«Una tassa sui piccoli pacchi provenienti dalla Cina acquistati da consumatori europei a prezzi stracciati? Sarebbe un ottimo inizio, ma è tutto da vedere se accadrà veramente». È al tempo stesso scettico e fiducioso Riccardo Capitanio, presidente di Federmoda Confcommercio Veneto e Ascom Padova nel commentare la notizia che l’Unione Europea starebbe vagliando la proposta di applicare un obolo di 2 euro sui pacchi di piccoli dimensioni. Si calcola che ogni anno transitino per le dogane europee circa 4,6 miliardi di colli, di cui oltre il 90 per cento proviene dalla Cina e con valore inferiore a 150 euro, il che vuol dire esenzione totale dalle tariffe doganali. «Oltre alla concorrenza sleale con il commercio interno, immaginiamo l’enorme lavoro che tutti questi pacchi comportano alle dogane che devono controllarli uno a uno. Un onere che non viene ripagato dalle tasse, per cui data la mole di merci in transito qualcosa potrebbe anche non essere vagliato. Una tassa di uno o due euro, invece, moltiplicata per i miliardi di pacchi, porterebbe a entrate che potrebbero essere investite in sicurezza o ambiente – continua Capitanio – Al momento solo Francia e Italia si sono pronunciate a favore dell’introduzione di questa piccola imposta, che poi tanto bassa non è se pensiamo che a volte i pacchi sono di 20 euro, quindi stiamo parlando del 10 per cento del prezzo di acquisto.
Ma sarebbe sempre un segnale, perché la questione è molto più complessa». In effetti quando si parla di fast fashion, a essere danneggiato è soprattutto l’ambiente: «Noi esportiamo ricchezza e importiamo inquinamento dal momento che le aziende come Temu e Shein – che producono capi di abbigliamento a pochi euro – non rispecchiano la sostenibilità delle filiere. Mi riferisco al tema ambientale, basti pensare che le fabbriche di acetilene con cui si tratta il tessuto sintetico sono state spostate proprio affianco alle fabbriche di Temu per comodità; ma penso anche ai diritti di lavoratori e lavoratrici, perché chiaramente è impossibile garantire le nostre stesse tutele a chi produce una maglietta a un euro. I giovani, molti dei quali paladini della sostenibilità e dell’ambiente, comprano online perché i prezzi sono bassi, ma acquistano prodotti che inquinano. I danni all’ambiente avvengono in fase di produzione, visto che non vengono rispettati i cicli dei lavaggi, durante i trasporti intercontinentali e, infine, nella fase di scarto dal momento che sono prodotti che durano poco e quindi finiscono in discarica» denuncia il presidente di Federmoda Padova. «Il nostro obiettivo resta quello di tutelare i negozi di prossimità che alimentano l’economia del territorio e sono un presidio per mantenere vivi i centri cittadini garantendo, inoltre, la sicurezza. Oggi se da italiano produci in Cina anziché qui hai un guadagno maggiore, mentre dovremmo attivare politiche che agevolino la produzione Made in Italy. Non siamo contrari all’e-commerce ma dobbiamo bilanciare la concorrenza, per esempio con una web tax da far pagare ad Amazon facendo in modo che le entrate restino in Italia» aggiunge Capitanio.

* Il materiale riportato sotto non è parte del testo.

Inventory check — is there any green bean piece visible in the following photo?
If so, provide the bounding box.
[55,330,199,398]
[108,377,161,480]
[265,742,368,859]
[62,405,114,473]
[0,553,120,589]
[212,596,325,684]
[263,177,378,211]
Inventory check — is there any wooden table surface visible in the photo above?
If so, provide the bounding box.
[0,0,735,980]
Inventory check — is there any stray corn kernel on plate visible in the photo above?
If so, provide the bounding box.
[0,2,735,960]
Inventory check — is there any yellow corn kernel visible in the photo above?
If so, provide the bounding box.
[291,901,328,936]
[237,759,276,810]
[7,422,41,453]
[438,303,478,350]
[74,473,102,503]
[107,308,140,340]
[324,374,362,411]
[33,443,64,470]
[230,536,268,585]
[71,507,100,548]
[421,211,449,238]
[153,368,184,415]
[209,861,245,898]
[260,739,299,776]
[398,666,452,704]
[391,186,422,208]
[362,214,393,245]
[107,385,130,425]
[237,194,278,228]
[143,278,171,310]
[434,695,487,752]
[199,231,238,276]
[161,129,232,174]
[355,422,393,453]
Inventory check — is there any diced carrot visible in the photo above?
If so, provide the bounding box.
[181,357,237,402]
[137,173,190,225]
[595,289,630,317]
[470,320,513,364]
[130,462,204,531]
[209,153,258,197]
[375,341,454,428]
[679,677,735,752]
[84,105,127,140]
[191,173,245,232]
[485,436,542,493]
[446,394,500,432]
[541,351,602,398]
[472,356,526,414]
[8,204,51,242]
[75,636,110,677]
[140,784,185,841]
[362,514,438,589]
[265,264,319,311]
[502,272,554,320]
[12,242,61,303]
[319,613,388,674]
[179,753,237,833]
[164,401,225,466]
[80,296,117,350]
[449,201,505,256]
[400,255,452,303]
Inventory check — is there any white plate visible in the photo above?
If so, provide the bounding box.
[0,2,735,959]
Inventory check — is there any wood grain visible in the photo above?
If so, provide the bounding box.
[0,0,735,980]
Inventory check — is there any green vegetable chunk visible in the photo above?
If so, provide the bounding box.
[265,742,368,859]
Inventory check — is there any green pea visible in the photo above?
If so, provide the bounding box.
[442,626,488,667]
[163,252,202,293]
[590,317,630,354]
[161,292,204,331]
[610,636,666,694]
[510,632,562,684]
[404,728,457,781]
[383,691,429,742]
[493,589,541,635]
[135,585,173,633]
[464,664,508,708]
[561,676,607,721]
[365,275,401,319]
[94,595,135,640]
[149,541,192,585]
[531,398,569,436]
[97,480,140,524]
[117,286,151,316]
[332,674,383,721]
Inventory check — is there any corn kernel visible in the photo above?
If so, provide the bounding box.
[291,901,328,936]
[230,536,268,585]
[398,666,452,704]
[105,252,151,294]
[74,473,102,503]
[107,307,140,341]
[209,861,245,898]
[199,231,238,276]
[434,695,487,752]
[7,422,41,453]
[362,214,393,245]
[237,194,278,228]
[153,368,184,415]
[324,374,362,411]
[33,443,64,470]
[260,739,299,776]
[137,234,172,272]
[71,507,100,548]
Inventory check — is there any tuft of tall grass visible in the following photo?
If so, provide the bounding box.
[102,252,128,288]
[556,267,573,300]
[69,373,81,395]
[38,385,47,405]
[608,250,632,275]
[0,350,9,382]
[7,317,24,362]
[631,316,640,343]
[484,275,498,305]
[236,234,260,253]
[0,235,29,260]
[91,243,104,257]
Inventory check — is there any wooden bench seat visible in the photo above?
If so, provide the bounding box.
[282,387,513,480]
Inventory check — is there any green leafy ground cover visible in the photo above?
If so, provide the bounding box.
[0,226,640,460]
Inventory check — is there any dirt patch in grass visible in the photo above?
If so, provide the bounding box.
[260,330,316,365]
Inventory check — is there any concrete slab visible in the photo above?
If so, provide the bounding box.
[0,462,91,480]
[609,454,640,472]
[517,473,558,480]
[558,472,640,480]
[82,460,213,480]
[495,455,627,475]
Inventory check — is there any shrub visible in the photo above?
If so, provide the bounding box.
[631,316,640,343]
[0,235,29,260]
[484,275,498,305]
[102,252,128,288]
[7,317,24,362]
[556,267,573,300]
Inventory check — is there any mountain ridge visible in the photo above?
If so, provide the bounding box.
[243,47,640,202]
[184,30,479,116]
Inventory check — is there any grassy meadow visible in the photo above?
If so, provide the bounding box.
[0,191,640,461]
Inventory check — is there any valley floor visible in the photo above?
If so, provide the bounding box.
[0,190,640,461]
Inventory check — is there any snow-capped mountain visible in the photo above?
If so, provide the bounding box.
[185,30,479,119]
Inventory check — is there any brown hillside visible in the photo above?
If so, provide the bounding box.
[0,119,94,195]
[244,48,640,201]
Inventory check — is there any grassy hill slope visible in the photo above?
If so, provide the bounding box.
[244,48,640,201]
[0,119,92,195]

Chi sembra andare nella direzione giusta sono gli Stati Uniti a guida Trump che, malgrado le giravolte continue sui dazi, hanno di fatto diminuito le importazioni dai colossi cinesi della moda. «Dal 1° maggio è finita l’esenzione doganale verso gli Stati Uniti dei prodotti che ricadevano sotto la regola che escludeva dai dazi le importazioni di valore inferiore a 800 dollari e che aveva consentito ai due siti cinesi del fashion di spedire in America milioni di pacchi. Adesso un pacco che parte dalla Cina o da Hong Kong verso gli Usa subisce un dazio che varia dal 120 al 145 per cento o una tariffa fissa di 100 dollari. Risultato: Temu ha interrotto le esportazioni e Shein ha aumentato i prezzi fino al 150 per cento. Ma c’è di più: le dogane a stelle e strisce hanno aumentato i controlli alla ricerca di componenti chimici o droghe sintetiche come il Fentanyl. Quando deciderà di farlo anche l’Unione Europea?» si chiede in conclusione Capitanio.